The US Federal Reserve will hike interest rates for the first time in over three years on Wednesday as the central bank takes the first step in shifting policy from supporting the American economy through the pandemic to taming runaway inflation.
Fed Chair Jerome Powell and the rest of the Federal Open Market Committee (FOMC) are widely expected by experts to send rates 25 basis points higher.
Some economists have even placed bets on the FOMC voting to lift rates 50 basis points on Wednesday to send a strong signal to markets that the central bank is serious about getting a handle on historic high inflation.
Figures published last week revealed the cost of living in America climbed to its highest level in over 40 years, hitting 7.9 per cent last month, well above the Fed’s two per cent inflation target.
However, surging energy prices triggered by Russia invading Ukraine has raised the risk of Western economies being spiked by a bout of stagflation, where growth stalls but prices continue to rise.

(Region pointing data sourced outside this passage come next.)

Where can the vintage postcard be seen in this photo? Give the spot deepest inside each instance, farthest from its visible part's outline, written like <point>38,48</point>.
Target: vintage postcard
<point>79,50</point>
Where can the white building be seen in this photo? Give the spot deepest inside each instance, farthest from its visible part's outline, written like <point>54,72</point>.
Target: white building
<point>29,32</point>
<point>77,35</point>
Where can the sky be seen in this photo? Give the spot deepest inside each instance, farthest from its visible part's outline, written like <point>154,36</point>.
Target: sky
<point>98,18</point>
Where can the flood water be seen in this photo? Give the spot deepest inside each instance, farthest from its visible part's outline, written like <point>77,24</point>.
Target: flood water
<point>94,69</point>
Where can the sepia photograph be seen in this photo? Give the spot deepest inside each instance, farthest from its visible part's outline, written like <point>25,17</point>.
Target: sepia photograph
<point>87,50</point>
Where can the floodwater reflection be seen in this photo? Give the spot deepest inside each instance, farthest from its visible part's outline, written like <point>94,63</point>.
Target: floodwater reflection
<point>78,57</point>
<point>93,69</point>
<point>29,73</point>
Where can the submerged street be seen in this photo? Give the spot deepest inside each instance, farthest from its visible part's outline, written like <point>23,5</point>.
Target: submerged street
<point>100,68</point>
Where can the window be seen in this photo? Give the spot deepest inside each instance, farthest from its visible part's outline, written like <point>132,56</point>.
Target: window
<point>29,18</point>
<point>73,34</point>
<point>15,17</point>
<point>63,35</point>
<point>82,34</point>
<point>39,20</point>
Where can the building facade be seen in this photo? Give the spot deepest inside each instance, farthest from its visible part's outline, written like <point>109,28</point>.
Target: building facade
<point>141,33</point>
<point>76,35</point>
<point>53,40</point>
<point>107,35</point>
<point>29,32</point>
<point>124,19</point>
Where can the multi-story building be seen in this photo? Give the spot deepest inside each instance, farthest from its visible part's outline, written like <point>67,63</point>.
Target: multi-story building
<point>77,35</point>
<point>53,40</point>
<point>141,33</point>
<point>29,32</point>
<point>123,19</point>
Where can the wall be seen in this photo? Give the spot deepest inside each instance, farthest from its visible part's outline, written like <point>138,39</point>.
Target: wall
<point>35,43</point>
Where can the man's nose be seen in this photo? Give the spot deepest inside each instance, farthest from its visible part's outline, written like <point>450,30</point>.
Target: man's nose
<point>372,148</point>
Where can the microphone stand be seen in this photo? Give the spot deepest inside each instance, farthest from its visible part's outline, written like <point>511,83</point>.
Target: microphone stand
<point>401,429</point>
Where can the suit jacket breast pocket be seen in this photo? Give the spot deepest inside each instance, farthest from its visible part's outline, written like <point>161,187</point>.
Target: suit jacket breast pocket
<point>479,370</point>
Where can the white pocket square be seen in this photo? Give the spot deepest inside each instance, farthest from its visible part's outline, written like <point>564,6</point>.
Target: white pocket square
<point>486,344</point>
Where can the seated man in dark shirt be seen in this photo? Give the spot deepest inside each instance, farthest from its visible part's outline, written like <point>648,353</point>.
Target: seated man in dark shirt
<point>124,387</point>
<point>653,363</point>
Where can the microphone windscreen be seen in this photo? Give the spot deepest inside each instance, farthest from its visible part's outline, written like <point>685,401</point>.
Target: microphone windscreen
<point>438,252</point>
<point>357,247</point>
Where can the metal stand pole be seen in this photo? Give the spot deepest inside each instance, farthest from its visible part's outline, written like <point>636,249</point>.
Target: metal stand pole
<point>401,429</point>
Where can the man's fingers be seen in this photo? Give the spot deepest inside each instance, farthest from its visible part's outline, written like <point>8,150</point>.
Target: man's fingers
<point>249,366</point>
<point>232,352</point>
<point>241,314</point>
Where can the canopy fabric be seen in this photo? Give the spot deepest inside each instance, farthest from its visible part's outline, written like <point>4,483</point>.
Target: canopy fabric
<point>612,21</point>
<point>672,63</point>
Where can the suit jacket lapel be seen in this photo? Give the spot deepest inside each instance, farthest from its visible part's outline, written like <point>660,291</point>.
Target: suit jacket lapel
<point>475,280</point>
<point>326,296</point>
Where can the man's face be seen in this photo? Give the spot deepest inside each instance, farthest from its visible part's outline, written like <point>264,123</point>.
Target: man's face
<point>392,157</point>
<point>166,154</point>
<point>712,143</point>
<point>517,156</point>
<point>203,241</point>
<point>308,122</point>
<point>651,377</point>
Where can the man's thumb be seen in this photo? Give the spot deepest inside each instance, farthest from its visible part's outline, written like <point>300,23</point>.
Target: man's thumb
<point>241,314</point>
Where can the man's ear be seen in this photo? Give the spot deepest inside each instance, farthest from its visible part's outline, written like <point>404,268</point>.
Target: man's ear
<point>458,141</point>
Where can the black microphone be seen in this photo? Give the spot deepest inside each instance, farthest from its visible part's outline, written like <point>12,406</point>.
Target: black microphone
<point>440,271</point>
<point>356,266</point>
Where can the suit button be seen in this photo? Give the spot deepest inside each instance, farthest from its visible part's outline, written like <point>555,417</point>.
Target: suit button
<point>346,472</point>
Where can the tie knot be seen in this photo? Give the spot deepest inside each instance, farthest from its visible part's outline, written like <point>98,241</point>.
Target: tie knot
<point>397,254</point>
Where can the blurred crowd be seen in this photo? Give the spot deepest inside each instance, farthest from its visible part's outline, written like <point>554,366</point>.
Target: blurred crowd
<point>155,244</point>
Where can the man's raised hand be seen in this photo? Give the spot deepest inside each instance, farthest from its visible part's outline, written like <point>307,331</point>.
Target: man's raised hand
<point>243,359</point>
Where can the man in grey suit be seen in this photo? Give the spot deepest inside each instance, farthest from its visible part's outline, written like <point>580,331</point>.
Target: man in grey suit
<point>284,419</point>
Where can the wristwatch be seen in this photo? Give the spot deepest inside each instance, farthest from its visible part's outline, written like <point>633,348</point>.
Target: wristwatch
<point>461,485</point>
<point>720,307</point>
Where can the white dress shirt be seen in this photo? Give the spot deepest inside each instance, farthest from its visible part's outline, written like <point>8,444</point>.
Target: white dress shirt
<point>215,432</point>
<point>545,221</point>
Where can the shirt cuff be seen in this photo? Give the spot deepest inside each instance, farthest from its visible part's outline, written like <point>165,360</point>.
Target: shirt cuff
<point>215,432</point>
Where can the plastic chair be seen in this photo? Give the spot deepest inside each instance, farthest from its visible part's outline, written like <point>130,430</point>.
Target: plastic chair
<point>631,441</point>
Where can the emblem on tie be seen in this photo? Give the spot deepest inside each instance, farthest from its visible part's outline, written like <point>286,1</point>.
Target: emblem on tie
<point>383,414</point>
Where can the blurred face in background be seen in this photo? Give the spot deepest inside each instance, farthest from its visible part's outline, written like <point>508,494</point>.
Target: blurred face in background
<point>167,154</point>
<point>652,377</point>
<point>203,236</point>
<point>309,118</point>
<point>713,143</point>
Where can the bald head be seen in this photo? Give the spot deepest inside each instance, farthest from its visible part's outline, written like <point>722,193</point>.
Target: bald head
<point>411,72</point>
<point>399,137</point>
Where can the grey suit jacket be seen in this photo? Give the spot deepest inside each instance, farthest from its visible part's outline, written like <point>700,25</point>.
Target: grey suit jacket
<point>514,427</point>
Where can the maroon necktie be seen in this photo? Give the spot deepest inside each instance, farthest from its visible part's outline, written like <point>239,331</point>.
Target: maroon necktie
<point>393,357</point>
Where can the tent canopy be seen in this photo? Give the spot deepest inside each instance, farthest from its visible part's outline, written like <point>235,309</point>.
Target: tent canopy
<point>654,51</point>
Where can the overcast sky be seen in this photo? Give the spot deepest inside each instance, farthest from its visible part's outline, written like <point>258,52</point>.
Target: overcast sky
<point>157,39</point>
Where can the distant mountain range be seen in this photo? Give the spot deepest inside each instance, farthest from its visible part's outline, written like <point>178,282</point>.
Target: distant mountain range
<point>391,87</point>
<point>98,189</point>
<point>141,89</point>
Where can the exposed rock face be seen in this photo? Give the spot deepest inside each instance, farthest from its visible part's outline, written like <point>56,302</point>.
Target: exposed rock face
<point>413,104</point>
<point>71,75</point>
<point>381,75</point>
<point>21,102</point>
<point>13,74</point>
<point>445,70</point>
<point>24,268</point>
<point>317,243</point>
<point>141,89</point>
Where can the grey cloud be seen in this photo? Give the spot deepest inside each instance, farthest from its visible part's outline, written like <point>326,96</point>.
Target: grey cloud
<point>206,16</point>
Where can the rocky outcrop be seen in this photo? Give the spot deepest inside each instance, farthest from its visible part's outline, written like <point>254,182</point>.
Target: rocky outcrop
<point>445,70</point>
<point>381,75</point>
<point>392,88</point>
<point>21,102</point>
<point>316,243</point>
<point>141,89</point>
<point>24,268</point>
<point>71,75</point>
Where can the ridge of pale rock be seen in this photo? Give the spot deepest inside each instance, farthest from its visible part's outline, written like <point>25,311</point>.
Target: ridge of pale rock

“The war has raised energy prices, tightened financial conditions, and lowered growth prospects abroad, implying higher inflation and lower growth in the US,” analysts at Goldmans Sachs said.
“We suspect that the FOMC will be reluctant to consider a 50 basis point hike until downside risks to the global economy from the war diminish,” they added.
The likes of the Fed, European Central Bank and Bank of England are facing tougher than usual judgement calls over where to send monetary policy as a result of the conflict between Russia and Ukraine.
Tighter policy tends to rein in economic growth, but clamps down on price rises, meaning officials need to weigh up whether eradicating high inflation is more valuable than protecting the economic recovery from the pandemic and damage caused by the conflict.
The Bank will announce its next interest rate decision on Thursday. Threadneedle Street is also anticipated to lift rates 25 basis points to 0.75 per cent.
The Fed will look through the oil and gas crunch’s impact on the US economy and push through one of the quickest rate hike cycles in recent memory.
Goldman thinks the world’s most influential central bank will lift rates seven times this year.
The Fed’s dot plot, which measures how many times the FOMC expects to lift rates this year, will likely average at around six, according to Wall Street analysts.